違いがあるとすれば、視聴者に「この先がどうなるか分からない」と感じさせられるかどうかだ。恋愛リアリティー番組なら、誰と誰の関係が変わるのか分からない。トーク動画でも、話が予想外の方向へ転ぶことがある。視聴者が求めているのは、制作側に段取りが存在しないことではなく、段取り以上に人間の反応や出来事が前へ出てくる感覚なのだろう。
テレビが「失敗しない番組」を求めてきた理由
もちろん、テレビが現在の形になったのには事情がある。決められた放送時間の中で番組を終え、スポンサーに配慮し、出演者全員に役割を持たせ、安全面にも気を配らなければならない。話が止まればMCが助け、場が沈めば芸人がつなぎ、時間が押せば進行を巻く。番組を破綻させない技術は、テレビが長年積み重ねてきた強みでもある。

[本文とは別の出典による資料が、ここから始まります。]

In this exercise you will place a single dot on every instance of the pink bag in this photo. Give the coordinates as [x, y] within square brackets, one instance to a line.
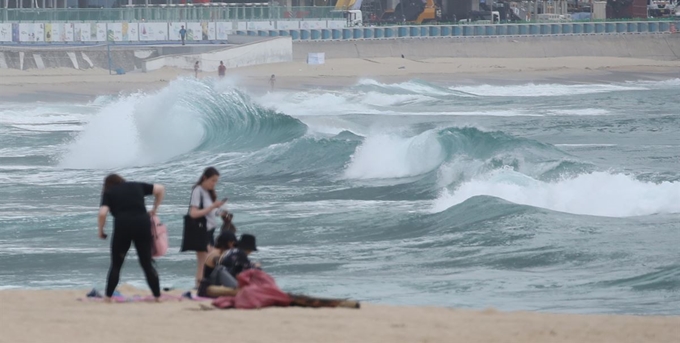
[159, 234]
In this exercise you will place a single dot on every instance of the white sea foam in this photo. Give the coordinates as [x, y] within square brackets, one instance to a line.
[544, 90]
[599, 193]
[383, 156]
[136, 130]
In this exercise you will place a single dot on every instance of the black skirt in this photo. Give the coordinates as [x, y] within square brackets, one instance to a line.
[195, 236]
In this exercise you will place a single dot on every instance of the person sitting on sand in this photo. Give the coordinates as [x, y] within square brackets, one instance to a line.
[225, 242]
[236, 260]
[227, 222]
[131, 223]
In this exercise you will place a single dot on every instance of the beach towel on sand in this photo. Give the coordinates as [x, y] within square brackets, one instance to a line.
[117, 297]
[257, 290]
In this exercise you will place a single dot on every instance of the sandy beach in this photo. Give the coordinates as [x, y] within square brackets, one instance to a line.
[57, 316]
[69, 84]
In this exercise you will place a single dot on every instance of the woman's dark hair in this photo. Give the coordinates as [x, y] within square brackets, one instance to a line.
[208, 173]
[112, 180]
[224, 239]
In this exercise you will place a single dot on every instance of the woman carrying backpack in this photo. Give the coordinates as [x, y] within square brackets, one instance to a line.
[202, 219]
[131, 223]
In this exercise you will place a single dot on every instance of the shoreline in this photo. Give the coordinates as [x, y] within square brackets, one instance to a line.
[63, 318]
[61, 84]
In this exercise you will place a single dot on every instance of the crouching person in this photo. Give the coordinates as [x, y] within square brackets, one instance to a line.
[216, 278]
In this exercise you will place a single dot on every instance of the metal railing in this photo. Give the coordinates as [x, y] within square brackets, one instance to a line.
[169, 13]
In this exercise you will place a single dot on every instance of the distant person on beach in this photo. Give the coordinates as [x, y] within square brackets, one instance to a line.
[182, 34]
[221, 70]
[236, 260]
[131, 223]
[204, 204]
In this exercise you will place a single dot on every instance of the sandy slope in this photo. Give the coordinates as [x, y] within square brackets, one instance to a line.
[56, 316]
[338, 72]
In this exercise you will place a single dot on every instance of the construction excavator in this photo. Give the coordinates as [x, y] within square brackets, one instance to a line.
[413, 12]
[406, 12]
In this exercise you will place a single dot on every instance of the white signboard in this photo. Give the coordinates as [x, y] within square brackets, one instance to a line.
[211, 28]
[287, 25]
[260, 25]
[5, 32]
[336, 24]
[54, 32]
[81, 32]
[114, 32]
[316, 58]
[130, 32]
[100, 31]
[223, 29]
[312, 24]
[68, 32]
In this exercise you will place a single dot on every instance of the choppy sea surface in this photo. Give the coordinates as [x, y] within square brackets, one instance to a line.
[547, 197]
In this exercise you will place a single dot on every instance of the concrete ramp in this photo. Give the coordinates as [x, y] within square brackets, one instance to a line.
[267, 50]
[649, 46]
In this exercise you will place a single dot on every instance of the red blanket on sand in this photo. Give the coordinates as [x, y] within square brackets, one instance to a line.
[257, 290]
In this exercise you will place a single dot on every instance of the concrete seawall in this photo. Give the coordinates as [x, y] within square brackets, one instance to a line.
[650, 46]
[242, 51]
[74, 57]
[263, 51]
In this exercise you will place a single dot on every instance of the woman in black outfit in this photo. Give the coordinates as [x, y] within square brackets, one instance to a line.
[131, 223]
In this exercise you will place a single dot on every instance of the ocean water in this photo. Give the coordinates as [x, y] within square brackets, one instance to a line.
[544, 197]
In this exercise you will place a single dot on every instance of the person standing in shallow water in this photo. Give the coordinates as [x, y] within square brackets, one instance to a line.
[131, 224]
[204, 203]
[182, 34]
[221, 70]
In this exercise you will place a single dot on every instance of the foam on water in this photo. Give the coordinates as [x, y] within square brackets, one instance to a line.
[597, 193]
[545, 90]
[137, 129]
[462, 189]
[391, 156]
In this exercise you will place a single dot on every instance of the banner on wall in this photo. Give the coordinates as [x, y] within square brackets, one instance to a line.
[5, 32]
[153, 31]
[222, 30]
[173, 31]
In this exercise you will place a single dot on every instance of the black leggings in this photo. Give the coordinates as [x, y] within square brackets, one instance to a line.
[126, 231]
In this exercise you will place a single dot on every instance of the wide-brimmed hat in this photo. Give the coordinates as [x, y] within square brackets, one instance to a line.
[224, 238]
[247, 242]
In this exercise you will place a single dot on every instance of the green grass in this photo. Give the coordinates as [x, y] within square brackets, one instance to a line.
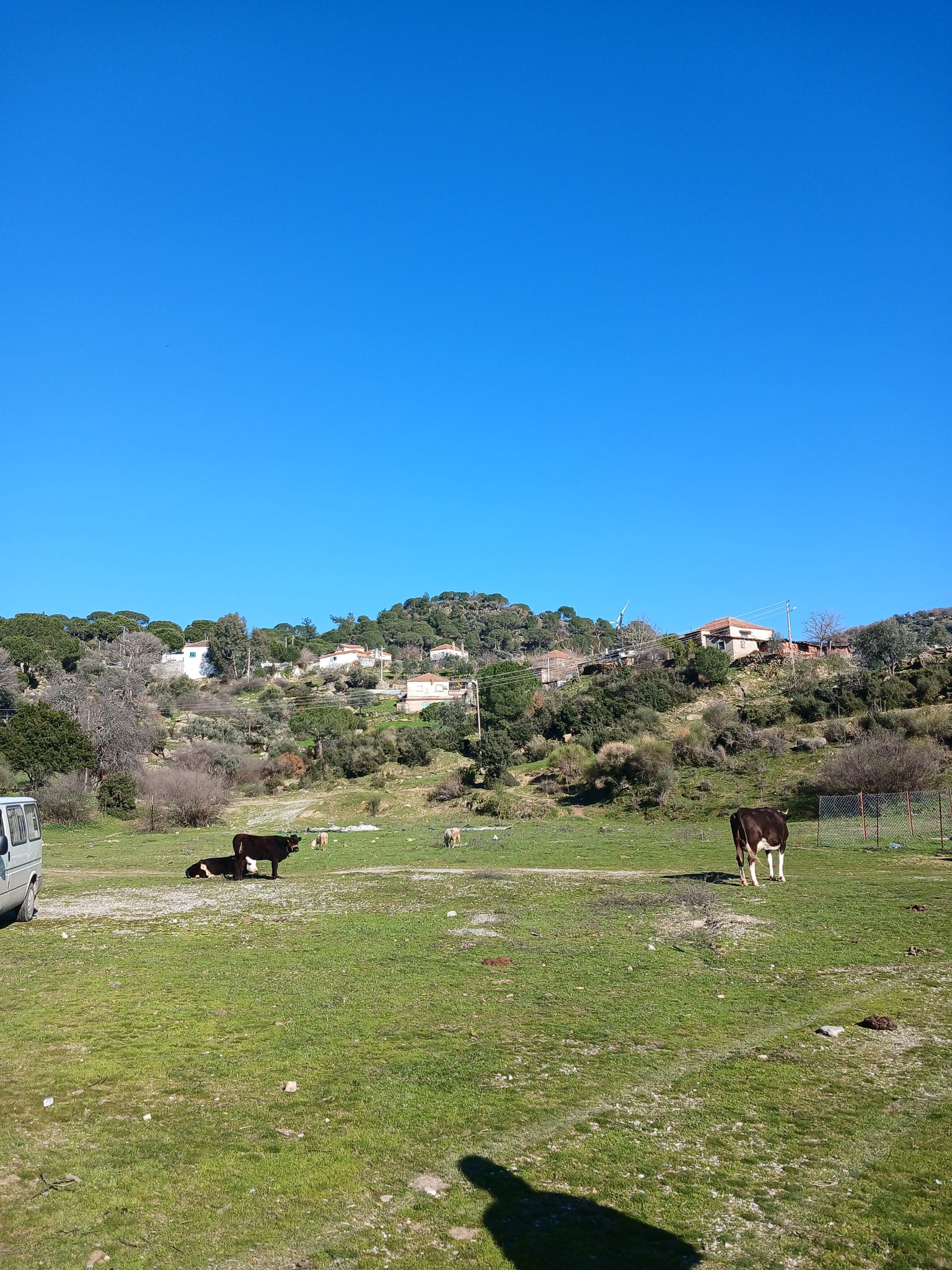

一方で、その仕組みが完成されるほど、誰が出演しても同じように番組が成立するようになる。これは安定性という意味では長所だが、見方を変えれば「誰が出ても同じ場所へ着地する」と感じられる危険もある。永野の発言をテレビ全体への批判として受け取るより、こうした安定と予測不能さのバランスを問うものとして見る方が分かりやすい。
さんまの反論が示した、MCの役割
ここで見逃せないのが、さんまの反論だ。発言の少ない出演者にも話を振ることで、その人自身も予想していなかった面白さが出てくることがある。何も起きていないように見える場所へあえて話題を振り、そこから展開を作るのもMCの仕事だ。
さんまが長年テレビの中心で活躍してきた理由の一つも、用意された流れだけで番組を進めない点にある。相手の一言を拾い、その場で話を広げる。段取りがあっても、そこから外れた瞬間を生かせる。永野の指摘とさんまの反論を並べると、テレビに必要なのは「段取りをなくすこと」ではなく、予定外の面白さが生まれたときに、それを優先できる余白なのだと見えてくる。
「昔のテレビに戻れ」ではない
テレビがつまらなくなったという議論になると、「昔はもっと過激だった」「規制が増えたから面白くなくなった」という話に流れやすい。しかし、安全性や人権、コンプライアンスへの配慮まで以前に戻せばいいわけではない。
むしろ今のテレビが直面しているのは、視聴者側の環境が変わったことだ。Netflix、YouTube、生配信など、別のコンテンツへ移るハードルは極めて低い。無難に番組が成立しているだけでは、最後まで見てもらえるとは限らない。かつては「テレビをつければそこに番組がある」こと自体が強みだったが、今は無数の選択肢の中から選ばれる必要がある。
永野の言葉が突いたテレビの難しさ
永野の「これがテレビをつまらなくした」という言葉は、かなり強い。ただ、そのまま「テレビは段取りを捨てるべきだ」と読む必要はない。テレビには進行も安全管理も必要で、出演者全員を生かそうとする設計にも意味がある。
それでも、予定通りに進むことが目的になれば、偶然生まれた面白さを逃すことがある。テレビがこれからも選ばれ続けるために必要なのは、段取りをなくすことではなく、段取りを超える瞬間をどれだけ生かせるかなのかもしれない。永野とさんまのやり取りは、テレビが持つ「安定」と「予測不能さ」のどちらをどう残すのかという、今の番組作りの難しさを浮かび上がらせた。